What is Play Therapy?
Play therapy is a form of mental health therapy that uses play as a means of communication between a child and a professional therapist. This approach allows children to express themselves through play, rather than through traditional talk therapy. Play therapy can involve a variety of activities, such as drawing, painting, storytelling, and role-playing, and is often used to help children who are struggling with emotional or behavioral issues.
During the play therapy session, the therapist observes the child's play and uses it as a way to understand their thoughts, feelings, and experiences. Play therapy can be used to help children develop coping skills, improve their self-esteem, and work through difficult emotions, anxieties, and/or traumas.
There are two main types of play therapy: directive and indirect play therapy. While both types of play therapy involve play, there are some key differences between them.
Directive play therapy is a structured form of play therapy that is typically used with younger children. In this type of therapy, the therapist takes an active role in directing the play and guiding the child’s behavior. The therapist may use specific toys or activities to elicit certain emotions or behaviors from the child. For example, the therapist may ask the child to draw a picture of their family and then use the picture to discuss the child’s emotions and relationships with their family members.
Indirect play therapy, on the other hand, is a more child-centered approach. In this type of therapy, the child is free to play with whatever toys or materials they choose, and the therapist takes a more passive role. The therapist may observe the child’s play and use their observations to help the child express their emotions and thoughts. For example, the therapist may notice that the child is repeatedly building and destroying a tower with blocks, and use this observation to discuss the child’s feelings of control or powerlessness.
One of the key differences between these two types of play therapy is the level of control that the therapist has over the play. In directive play therapy, the therapist is actively directing the play and guiding the child’s behavior. In indirect play therapy, the child is free to play in any way they choose, and the therapist is there to observe and provide support.
Another difference between these two types of play therapy is the level of structure and planning involved.
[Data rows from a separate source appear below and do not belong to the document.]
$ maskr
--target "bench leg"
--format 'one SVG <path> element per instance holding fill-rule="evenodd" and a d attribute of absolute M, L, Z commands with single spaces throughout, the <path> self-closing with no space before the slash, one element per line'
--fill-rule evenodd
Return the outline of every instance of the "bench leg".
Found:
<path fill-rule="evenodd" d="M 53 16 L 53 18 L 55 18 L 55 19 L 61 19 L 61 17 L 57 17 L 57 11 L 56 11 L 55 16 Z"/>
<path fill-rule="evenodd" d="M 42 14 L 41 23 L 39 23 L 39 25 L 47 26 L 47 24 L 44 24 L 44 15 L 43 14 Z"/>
Directive play therapy is typically more structured, with specific activities or toys chosen in advance. Indirect play therapy is more flexible and open-ended, allowing the child to choose their own toys and materials.
Overall, both directive and indirect play therapy can be effective forms of therapy for children. The choice of which type of therapy to use may depend on the age and needs of the child, as well as the therapist’s own preferences and training. Ultimately, the goal of both types of play therapy is to provide a safe and supportive environment for children to express themselves and work through their emotions.